Based on my listening tests, the Nova would hold its own quite nicely in comparison to like-priced integrated amplifiers—even if it didn’t include a killer onboard DAC. Three sonic qualities define the Nova’s sound. First, its tube-driven front end confers a gentle (but definitely not sloppy-sounding) touch of organic warmth and harmonic richness that make the Nova sound much more “alive” than many of the solid-state-only integrated amps I’ve heard. The Nova also sounds good in solid-state only mode, but with a presentation that, while very clean, is somewhat less rich, three-dimensional, and involving than when the tube circuit is engaged. Second, the Nova has a remarkably focused and well-defined character, and handles low-level details very well. As a result, imaging and soundstaging details are conveyed with the sort of precision and solidity that remind me of far more expensive integrated amps. Third, the amp’s bass sounds very tight and well controlled, exhibiting none of the looseness I’ve observed with some all-tube integrated amps. In short, the Nova, like many hybrid-integrated amps, is a best-of-two worlds design—one that marries tube warmth and harmonic richness with solid-state tautness and control.
The only drawback I noted, and it seems almost unfair to mention it, is that the 80Wpc amp does not have quite as much dynamic “grunt” or low bass punch as some higher-powered amps in its class. But don’t get me wrong: the Nova offers good dynamics and bass with the limits of its power envelope. It’s just that certain speakers require a bit more wattage than the Nova has on tap in order to really clear their throats and sing. But to put things back in perspective, remember this: virtually none of the Nova’s higher-powered competitors can match its versatility.

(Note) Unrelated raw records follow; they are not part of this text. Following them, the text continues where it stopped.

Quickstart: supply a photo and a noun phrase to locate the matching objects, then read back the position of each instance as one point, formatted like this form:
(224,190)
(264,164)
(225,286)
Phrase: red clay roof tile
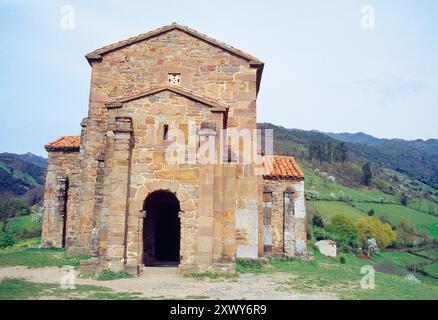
(65,143)
(281,167)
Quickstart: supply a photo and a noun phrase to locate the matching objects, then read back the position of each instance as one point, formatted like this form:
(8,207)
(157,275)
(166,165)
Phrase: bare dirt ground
(167,284)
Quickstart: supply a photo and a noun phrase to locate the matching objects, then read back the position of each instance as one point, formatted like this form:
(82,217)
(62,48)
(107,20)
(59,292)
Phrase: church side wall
(62,181)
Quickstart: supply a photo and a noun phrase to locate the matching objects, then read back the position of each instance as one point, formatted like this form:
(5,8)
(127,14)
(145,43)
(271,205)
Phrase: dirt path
(163,285)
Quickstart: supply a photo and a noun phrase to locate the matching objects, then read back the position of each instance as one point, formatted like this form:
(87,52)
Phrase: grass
(107,275)
(328,275)
(12,289)
(328,209)
(327,188)
(24,227)
(211,276)
(26,243)
(37,258)
(196,297)
(396,213)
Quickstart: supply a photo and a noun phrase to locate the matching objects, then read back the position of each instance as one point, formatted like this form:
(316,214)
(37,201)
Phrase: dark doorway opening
(161,229)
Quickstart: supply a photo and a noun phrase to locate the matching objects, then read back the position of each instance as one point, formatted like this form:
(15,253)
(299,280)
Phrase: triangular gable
(96,55)
(215,106)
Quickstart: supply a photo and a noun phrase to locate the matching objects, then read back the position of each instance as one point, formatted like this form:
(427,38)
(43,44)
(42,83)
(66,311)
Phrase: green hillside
(334,198)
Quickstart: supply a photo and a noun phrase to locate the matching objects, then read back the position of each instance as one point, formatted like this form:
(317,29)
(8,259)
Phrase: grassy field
(365,199)
(328,209)
(13,289)
(35,258)
(328,275)
(396,213)
(24,227)
(329,190)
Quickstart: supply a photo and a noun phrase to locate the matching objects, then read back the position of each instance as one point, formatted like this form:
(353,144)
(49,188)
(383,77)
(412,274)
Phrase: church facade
(132,189)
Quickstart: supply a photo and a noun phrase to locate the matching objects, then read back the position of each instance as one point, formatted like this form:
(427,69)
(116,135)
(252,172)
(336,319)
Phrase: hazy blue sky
(323,70)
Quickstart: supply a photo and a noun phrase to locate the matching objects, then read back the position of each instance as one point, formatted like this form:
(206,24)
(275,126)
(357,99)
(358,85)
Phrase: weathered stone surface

The strengths of the Nova DAC parallel those of the Nova amp, and one of the first qualities you might notice about the DAC would be the strikingly clear, delicate way in which it renders low-level sonic details. If you listen carefully to the decay of percussion instruments through the Peachtree, for example, you’ll hear the shimmer of cymbals or the shudder of bass drums trailing off for a much longer period of time than through most DACs. Similarly, the Nova let’s you hear instruments reverberating within recording spaces long after other DACs would have buried their sounds in background noise—a quality I attribute to the Peachtree DAC’s excellent claimed signal/noise ratio. On paper these might sound like subtle or potentially hair-splitting distinctions, but in practice they mean that the Nova lets you enjoy noticeably more nuanced and finely shaded renditions of your favorite recordings. The sensation is the equivalent of finding sonic buried treasure; the Nova is your “all-access pass” to valuable layers of detail that simply weren’t audible before.
I was also mightily impressed by the Nova’s ability to convey a flowing, expansive sense of dynamic “bloom” whenever the music called for it. Some DACs seem to handle dynamics in a relatively crude, “color by numbers” fashion, but not so the Nova. It faithfully renders both subtle as well large-scale shifts in dynamic emphasis (and all points in between), making good recordings sound unusually expressive and vibrant—almost as though you can feel the music breathing. At more than a few points when listening through the Nova DAC, I found myself thinking (put on your best Dr. Frankenstein accents, now, please), “It is alive…”
Performance tip: For best sound, Peachtree’s Jim Spainhour recommends “at least a 72 hour break-in period due to the organic caps (capacitors) in the DAC.”
Sharp and Soft DAC filter switch settings: I tried flipping back and forth between the Nova’s “Sharp” and “Soft” filter settings and found the Soft setting gave consistently superior results. The “Sharp” setting, while pleasant enough for casual listening, dilutes some of the signature liveliness and harmonic richness of which the Nova is capable. The “Soft” setting, by comparison, yields a noticeably more detailed and dynamically responsive sound.